Kitap Tanıtımı |
İşte O Kanlı Mektup! 6 Nisanda Felahiye mevzilerinde çok şiddetli çatışmalar oluyordu. Yüzbaşı Mehmet Muzaffer de bu çatışmaların ortasında kalmıştı. Şehirde sokak savaşı tüm şiddetiyle devam ediyordu. Kurşunların nereden geleceği belirsizdi. Yüzbaşı Mehmet Muzaffer uzun boyuyla göz dolduruyordu. Âdeta mavi gözlü bir devi andırıyordu... Sonra ne olduysa Yüzbaşı Mehmet Muzaffer sokağa daldı, kurşunlar havada uçuşuyordu. Mehmet Çavuş da peşinden gitti. On metre ileride Yüzbaşı Mehmet Muzaffer boğazına isabet eden tek kurşunla yere devrildi, büyük bir acı içinde kıvranıyordu... Yaralı hâldeki Yüzbaşı, Mehmet Çavuş'a cebindeki zarfı eliyle işaret ederek onu çıkarmasını istemişti. Mehmet Çavuş, "Tamam kumandanım, sen kımıldama sakın" dedikten sonra Yüzbaşı'nın cebinden mektup zarfını çıkardı. Bu üzerinde posta pulu olan boş bir zarftı. Aslında bu zarfı Hanife Melek için saklıyordu, oysa şimdi neye kısmet oluyordu. Yüzbaşı'nın bunları anlatacak durumu yoktu. Boğazından fena hâlde yara almıştı... Yüzbaşı Mehmet Muzaffer, boynundan akan kana parmağını batırarak zarfın üzerine kargacık burgacık bir şeyler yazmaya koyuldu. Son nefesini vermek üzere olduğunu hissetmişti:
"Kıble ne yöndedir?"
"Kıble ne yöndedir?"
"Kıble ne yöndedir?"
"Bölük intikamımı alsın!...."
09 Nisan 1916
-Şehit Yüzbaşı Mehmet Muzaffer-
"Bir haftalık beraber ömür sürdüğüm ve şimdi çocuğunu kucağımda taşıdığım Muzaffer'in intikamını almak için müsaade edin cepheye geleyim. Onun bölüğünde nefer olayım, ben de o bölükte şehit olayım..."

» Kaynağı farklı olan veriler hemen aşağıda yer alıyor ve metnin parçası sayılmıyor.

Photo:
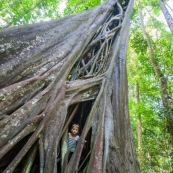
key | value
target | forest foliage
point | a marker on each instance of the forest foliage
(156, 149)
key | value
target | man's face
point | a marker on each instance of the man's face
(74, 131)
(89, 55)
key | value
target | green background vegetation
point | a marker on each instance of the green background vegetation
(156, 148)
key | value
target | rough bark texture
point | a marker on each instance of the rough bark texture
(44, 89)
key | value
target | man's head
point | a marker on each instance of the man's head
(75, 129)
(88, 55)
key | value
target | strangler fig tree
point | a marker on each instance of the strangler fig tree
(47, 84)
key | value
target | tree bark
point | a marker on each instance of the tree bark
(41, 96)
(139, 124)
(167, 15)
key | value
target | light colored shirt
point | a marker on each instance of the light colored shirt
(72, 142)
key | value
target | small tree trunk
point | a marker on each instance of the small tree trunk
(167, 15)
(45, 89)
(162, 81)
(139, 124)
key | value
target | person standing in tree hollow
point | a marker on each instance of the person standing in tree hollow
(73, 139)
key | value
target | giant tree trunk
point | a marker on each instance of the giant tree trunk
(44, 89)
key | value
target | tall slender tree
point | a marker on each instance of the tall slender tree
(167, 15)
(45, 87)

-1916-Hanife Melek Yücel (Yüzbaşı Mehmet Muzaffer'in Eşi)-
"Arşiv Müdürlüğü kayıtlarında yapılan inceleme ve araştırma sonucunda Yüzbaşı Osman oğlu Mehmet Muzaffer'e ait (1324-84) sicil numaralı şahsi dosyası tarafınıza gönderilmiştir. Buna göre Yüzbaşı Mehmet Muzaffer Fındıklı - İstanbul doğumlu olup, Irak Felahiye Muharebesi'nde, Kut'ül Ammare civarında şehit düşmüştür. "
16 Ağustos 2011 T.C. Millî Savunma Bakanlığı "Çanakkale parasının ne kadar ustalıkla hazırlanıp hazırlanmadığı hususunda yapılan değerlendirmede; o dönemde, piyasada kullanılmakta olan en büyük kupür değerli paranın "50 kaime" olduğu, Mehmet Muzaffer Asteğmen'in de bir gecede bizzat el ile çizmiş olduğu "100 kaime"lik bahse konu paranın da, bu "50 kaime"nin esas alınarak oluşturulmuş olduğu, genel görünüş, dizayn ve motiflerin yapılışı itibarıyla "50 kaime"lik paraya çok benzer olduğu, o dönemin şartları da değerlendirildiğinde özen ve titizlik içerisinde hazırlanmış olduğu değerlendirilmektedir."